Frage: 22 katholische Schulen gibt es in Dänemark. Das ist einzigartig in Nordeuropa …
Kozon: Die Schulen wurden von Ordensgemeinschaften ab Ende des 19. Jahrhunderts für katholische Kinder gegründet. Sie bekamen sehr schnell einen guten Ruf, so dass schon früh auch Nichtkatholiken die Schulen besuchten. Heute sind rund zehn Prozent der Schüler katholisch. Katholische Schule zu sein hat sich gewandelt. Es bedeutet heute etwas anderes als noch vor 50 Jahren. Damals stärkten sie das katholische Milieu, heute sind sie ein Beitrag in der Gesellschaft.
Frage: Religionsunterricht ist an diesen Schulen obligatorisch, an staatlichen nicht?

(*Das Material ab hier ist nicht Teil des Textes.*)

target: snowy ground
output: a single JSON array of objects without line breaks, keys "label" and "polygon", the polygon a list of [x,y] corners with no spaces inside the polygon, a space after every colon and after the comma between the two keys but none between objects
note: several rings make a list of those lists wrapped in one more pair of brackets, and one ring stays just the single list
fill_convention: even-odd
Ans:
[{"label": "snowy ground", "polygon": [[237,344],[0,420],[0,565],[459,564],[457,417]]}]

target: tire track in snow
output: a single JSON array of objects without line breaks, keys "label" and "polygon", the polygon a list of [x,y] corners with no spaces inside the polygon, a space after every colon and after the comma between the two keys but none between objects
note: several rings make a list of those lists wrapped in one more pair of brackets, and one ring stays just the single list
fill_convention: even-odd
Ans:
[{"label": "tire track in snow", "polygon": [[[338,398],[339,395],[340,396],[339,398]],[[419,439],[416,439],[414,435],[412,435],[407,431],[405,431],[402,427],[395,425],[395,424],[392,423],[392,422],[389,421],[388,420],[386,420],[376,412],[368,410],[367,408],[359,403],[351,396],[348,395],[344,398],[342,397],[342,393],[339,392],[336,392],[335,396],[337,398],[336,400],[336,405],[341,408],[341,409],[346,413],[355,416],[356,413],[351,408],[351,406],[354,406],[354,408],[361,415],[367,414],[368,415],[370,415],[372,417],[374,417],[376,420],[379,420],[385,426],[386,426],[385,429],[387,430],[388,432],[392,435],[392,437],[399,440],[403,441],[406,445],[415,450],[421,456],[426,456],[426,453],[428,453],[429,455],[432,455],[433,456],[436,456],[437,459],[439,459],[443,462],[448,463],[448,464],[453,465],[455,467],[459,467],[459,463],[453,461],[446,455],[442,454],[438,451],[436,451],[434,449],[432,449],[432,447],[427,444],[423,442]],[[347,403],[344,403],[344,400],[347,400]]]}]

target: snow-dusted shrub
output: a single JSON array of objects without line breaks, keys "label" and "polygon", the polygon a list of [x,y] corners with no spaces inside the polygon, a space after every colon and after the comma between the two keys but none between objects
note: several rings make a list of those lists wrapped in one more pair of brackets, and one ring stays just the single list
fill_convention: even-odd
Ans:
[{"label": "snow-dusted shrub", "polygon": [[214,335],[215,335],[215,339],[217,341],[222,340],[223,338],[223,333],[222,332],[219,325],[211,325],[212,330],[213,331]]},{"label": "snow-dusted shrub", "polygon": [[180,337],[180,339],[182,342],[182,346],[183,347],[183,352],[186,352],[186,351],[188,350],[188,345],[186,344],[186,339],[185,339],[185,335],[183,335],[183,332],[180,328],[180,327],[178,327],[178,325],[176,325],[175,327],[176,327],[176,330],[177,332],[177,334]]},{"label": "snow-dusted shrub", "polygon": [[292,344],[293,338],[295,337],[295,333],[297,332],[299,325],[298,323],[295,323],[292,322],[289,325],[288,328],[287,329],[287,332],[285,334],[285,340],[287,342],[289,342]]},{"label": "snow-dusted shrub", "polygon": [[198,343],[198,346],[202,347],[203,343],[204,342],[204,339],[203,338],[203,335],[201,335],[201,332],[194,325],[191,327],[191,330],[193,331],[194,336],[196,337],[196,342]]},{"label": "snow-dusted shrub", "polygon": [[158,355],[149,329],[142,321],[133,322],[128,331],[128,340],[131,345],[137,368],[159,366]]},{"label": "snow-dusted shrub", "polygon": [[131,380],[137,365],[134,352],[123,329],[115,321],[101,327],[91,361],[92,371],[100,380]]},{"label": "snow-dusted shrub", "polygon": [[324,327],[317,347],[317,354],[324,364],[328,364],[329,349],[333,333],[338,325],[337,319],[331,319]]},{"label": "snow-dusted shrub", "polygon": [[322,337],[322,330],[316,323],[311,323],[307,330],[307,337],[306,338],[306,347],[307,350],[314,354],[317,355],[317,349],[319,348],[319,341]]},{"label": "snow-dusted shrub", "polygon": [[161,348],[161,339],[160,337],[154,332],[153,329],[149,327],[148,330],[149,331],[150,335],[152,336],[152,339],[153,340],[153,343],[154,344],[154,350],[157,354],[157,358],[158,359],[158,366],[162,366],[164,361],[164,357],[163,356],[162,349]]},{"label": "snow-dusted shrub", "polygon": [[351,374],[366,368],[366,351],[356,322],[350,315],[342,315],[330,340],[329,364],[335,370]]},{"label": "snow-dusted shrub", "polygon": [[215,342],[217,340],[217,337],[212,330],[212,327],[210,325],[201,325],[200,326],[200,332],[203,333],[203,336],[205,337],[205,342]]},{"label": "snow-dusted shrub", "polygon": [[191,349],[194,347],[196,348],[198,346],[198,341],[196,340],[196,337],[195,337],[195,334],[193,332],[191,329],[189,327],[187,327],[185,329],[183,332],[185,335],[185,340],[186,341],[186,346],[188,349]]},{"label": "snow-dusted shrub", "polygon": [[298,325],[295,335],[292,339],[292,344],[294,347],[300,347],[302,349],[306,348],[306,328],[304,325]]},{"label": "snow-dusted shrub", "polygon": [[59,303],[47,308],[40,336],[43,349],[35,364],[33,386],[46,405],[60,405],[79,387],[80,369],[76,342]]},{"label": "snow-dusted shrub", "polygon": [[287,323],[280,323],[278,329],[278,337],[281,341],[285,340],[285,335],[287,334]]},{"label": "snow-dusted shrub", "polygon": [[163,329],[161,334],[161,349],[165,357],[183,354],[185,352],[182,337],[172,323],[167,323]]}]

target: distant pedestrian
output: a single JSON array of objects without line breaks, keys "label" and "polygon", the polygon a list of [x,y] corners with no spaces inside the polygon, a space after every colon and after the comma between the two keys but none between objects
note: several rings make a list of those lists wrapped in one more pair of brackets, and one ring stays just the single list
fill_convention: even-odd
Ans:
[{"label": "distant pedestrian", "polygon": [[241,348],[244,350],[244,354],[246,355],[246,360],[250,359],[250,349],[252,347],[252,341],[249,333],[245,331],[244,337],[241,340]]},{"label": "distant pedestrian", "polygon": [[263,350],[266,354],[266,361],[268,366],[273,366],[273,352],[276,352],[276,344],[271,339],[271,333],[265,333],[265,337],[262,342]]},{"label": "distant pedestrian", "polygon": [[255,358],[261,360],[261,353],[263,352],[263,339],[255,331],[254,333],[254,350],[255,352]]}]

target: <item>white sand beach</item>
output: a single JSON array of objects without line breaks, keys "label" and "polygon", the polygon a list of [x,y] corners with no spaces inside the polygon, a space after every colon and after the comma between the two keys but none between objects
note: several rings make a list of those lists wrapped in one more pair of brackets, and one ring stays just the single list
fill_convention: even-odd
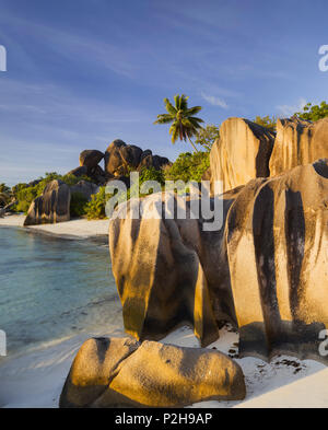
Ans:
[{"label": "white sand beach", "polygon": [[[24,216],[0,219],[0,226],[22,228]],[[30,226],[30,231],[83,240],[105,237],[108,220],[72,220],[58,224]],[[30,350],[25,355],[0,358],[0,407],[58,407],[59,396],[72,360],[84,340],[90,336],[126,336],[120,309],[117,323],[104,330],[86,336],[74,335]],[[199,347],[188,327],[181,327],[165,339],[165,344]],[[229,326],[220,330],[220,339],[208,348],[224,353],[237,353],[238,335]],[[242,367],[247,386],[243,402],[204,402],[194,407],[263,407],[263,408],[320,408],[328,406],[328,369],[316,361],[301,361],[280,356],[267,363],[256,358],[235,358]]]},{"label": "white sand beach", "polygon": [[[0,218],[0,226],[23,228],[25,216],[10,214]],[[108,220],[87,221],[86,219],[75,219],[57,224],[40,224],[25,226],[28,231],[46,233],[67,239],[89,239],[108,235]]]},{"label": "white sand beach", "polygon": [[[110,332],[94,336],[125,336],[121,321]],[[227,353],[237,341],[235,333],[223,328],[221,338],[208,348]],[[27,356],[0,365],[0,407],[58,407],[59,396],[72,360],[85,336],[75,336],[45,345]],[[162,340],[185,347],[198,347],[191,329],[181,327]],[[321,408],[328,405],[328,369],[313,360],[276,357],[271,363],[255,358],[236,359],[243,368],[247,396],[243,402],[203,402],[197,408]],[[285,364],[285,363],[291,363]],[[298,368],[295,368],[298,365]],[[301,369],[295,372],[296,369]]]}]

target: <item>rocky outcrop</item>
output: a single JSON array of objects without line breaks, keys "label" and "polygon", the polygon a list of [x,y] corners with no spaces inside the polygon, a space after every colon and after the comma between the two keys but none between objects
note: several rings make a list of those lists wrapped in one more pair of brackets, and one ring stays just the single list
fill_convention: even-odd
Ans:
[{"label": "rocky outcrop", "polygon": [[253,178],[269,176],[273,142],[274,133],[258,124],[226,119],[211,150],[211,181],[222,182],[222,190],[226,191]]},{"label": "rocky outcrop", "polygon": [[98,338],[79,350],[59,406],[180,407],[245,393],[242,369],[219,351]]},{"label": "rocky outcrop", "polygon": [[51,181],[43,195],[31,205],[24,225],[57,223],[70,220],[71,191],[61,181]]},{"label": "rocky outcrop", "polygon": [[87,168],[96,167],[104,159],[105,154],[96,149],[82,151],[80,154],[80,166],[85,165]]},{"label": "rocky outcrop", "polygon": [[87,167],[86,165],[82,165],[80,167],[73,168],[67,173],[68,175],[74,175],[75,177],[87,176]]},{"label": "rocky outcrop", "polygon": [[188,210],[185,220],[149,219],[163,197],[131,201],[140,220],[119,219],[120,206],[109,242],[126,330],[159,339],[188,323],[208,345],[230,321],[242,357],[284,352],[327,362],[319,355],[328,325],[327,196],[328,160],[320,160],[216,197],[216,231],[204,231]]},{"label": "rocky outcrop", "polygon": [[80,181],[77,185],[71,186],[71,194],[79,193],[86,200],[91,200],[91,196],[93,194],[97,194],[99,187],[96,184],[93,184],[87,181]]},{"label": "rocky outcrop", "polygon": [[114,140],[105,152],[105,171],[114,176],[127,176],[131,171],[141,171],[143,167],[160,170],[168,163],[168,159],[153,155],[151,150],[142,151],[119,139]]},{"label": "rocky outcrop", "polygon": [[293,117],[278,119],[270,175],[328,156],[328,118],[316,123]]}]

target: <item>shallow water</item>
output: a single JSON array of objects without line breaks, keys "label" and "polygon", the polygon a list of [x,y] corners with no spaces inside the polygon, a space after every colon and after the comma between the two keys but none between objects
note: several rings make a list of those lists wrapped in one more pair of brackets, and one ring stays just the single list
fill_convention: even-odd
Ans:
[{"label": "shallow water", "polygon": [[0,329],[8,357],[115,324],[108,248],[0,228]]}]

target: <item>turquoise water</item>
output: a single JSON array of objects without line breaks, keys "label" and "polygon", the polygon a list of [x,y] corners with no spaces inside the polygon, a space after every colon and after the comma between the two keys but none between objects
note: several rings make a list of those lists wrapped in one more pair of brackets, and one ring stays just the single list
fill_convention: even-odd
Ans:
[{"label": "turquoise water", "polygon": [[106,246],[0,228],[0,329],[8,356],[106,330],[118,309]]}]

Kozon: Nein, an staatlichen Schulen wird das Fach Christenkunde unterrichtet, was jedoch nicht mit Religionsunterricht vergleichbar ist. Das Fach gibt Auskunft vorwiegend über das Christentum, aber auch über andere Religionen. Katechese ist an staatlichen Schulen verboten. Ob man ein Vaterunser beten oder an einem lutherischen Weihnachtsgottesdienst teilnehmen darf, ist ein Streitthema. Die Menschen haben Angst, dass ihren Kindern das Christentum aufgezwungen wird.

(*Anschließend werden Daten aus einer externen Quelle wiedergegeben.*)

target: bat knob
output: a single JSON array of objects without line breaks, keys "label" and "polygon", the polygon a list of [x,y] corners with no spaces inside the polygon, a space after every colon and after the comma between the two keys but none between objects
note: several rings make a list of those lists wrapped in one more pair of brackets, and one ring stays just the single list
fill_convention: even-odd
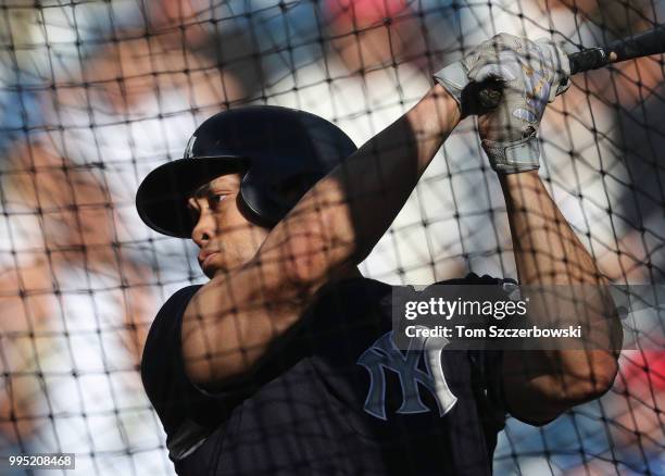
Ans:
[{"label": "bat knob", "polygon": [[494,109],[501,102],[502,92],[494,88],[484,88],[478,92],[478,100],[485,109]]}]

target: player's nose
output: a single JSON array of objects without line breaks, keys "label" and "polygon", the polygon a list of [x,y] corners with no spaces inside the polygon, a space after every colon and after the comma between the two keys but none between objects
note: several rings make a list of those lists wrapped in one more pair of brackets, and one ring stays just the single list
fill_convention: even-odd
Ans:
[{"label": "player's nose", "polygon": [[191,239],[199,248],[203,248],[215,236],[215,230],[216,224],[213,214],[210,210],[204,210],[191,230]]}]

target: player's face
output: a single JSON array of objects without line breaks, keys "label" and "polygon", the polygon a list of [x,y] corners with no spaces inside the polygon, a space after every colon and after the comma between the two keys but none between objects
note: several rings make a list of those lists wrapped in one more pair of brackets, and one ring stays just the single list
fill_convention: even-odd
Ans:
[{"label": "player's face", "polygon": [[199,264],[210,278],[251,260],[268,234],[249,222],[238,208],[240,175],[222,175],[189,199],[196,221],[191,239],[199,246]]}]

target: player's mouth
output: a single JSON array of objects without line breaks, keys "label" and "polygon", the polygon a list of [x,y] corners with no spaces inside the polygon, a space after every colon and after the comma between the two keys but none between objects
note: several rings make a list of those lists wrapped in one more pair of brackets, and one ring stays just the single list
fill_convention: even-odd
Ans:
[{"label": "player's mouth", "polygon": [[213,259],[213,256],[215,256],[216,254],[218,254],[218,251],[201,251],[199,253],[199,265],[204,268],[210,261]]}]

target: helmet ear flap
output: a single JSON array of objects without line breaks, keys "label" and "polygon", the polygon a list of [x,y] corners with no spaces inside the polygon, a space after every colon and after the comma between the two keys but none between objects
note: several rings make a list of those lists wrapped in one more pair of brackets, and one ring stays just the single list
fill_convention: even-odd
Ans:
[{"label": "helmet ear flap", "polygon": [[301,171],[284,178],[272,177],[268,181],[250,170],[240,184],[240,211],[252,222],[273,227],[321,177],[321,174]]}]

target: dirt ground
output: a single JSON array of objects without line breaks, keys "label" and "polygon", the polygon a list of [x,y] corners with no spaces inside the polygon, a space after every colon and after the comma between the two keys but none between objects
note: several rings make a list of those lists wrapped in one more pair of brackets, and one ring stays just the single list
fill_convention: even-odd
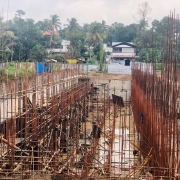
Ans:
[{"label": "dirt ground", "polygon": [[97,73],[97,72],[88,72],[88,76],[93,79],[106,79],[106,80],[128,81],[132,79],[132,76],[127,74],[105,74],[105,73]]}]

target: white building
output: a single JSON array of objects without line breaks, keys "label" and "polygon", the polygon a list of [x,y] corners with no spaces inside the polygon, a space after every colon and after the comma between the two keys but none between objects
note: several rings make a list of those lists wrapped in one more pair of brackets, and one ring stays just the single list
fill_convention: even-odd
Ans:
[{"label": "white building", "polygon": [[119,62],[136,59],[136,48],[132,42],[112,42],[111,59]]},{"label": "white building", "polygon": [[62,40],[61,48],[47,49],[47,52],[52,52],[53,54],[60,54],[68,52],[68,46],[70,45],[70,41]]}]

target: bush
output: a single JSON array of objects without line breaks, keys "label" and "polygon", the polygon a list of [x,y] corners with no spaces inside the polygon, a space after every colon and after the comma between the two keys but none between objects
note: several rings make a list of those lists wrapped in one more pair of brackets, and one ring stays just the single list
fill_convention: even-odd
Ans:
[{"label": "bush", "polygon": [[49,58],[55,59],[58,62],[66,62],[66,59],[64,58],[64,56],[62,54],[54,54],[54,55],[51,55]]},{"label": "bush", "polygon": [[162,63],[156,63],[156,70],[162,69]]}]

Frage: Wie finanziert sich die Kirche?
Kozon: Die katholische Kirche in Dänemark bekommt, anders als in Schweden oder Norwegen, keinerlei staatliche Unterstützung. Wir halten zwar die Katholiken an, Kirchgeld zu zahlen, allerdings reicht das nicht aus. Denn neben den 40.500 registrierten Gläubigen leben noch viermal so viele katholische Christen in Dänemark, die nicht registriert sind und von denen trotzdem viele in die Messe kommen. Wir befinden uns in einer noch nie da gewesenen Finanzkrise. Wir müssen Gebäude verkaufen und sind auf die Solidarität aus dem Ausland angewiesen, vor allem aus Deutschland, insbesondere auf die Hilfe des Bonifatiuswerkes , des Diaspora-Kommissariats und der Ansgar-Werke.
Das Interview führte Alfred Herrmann.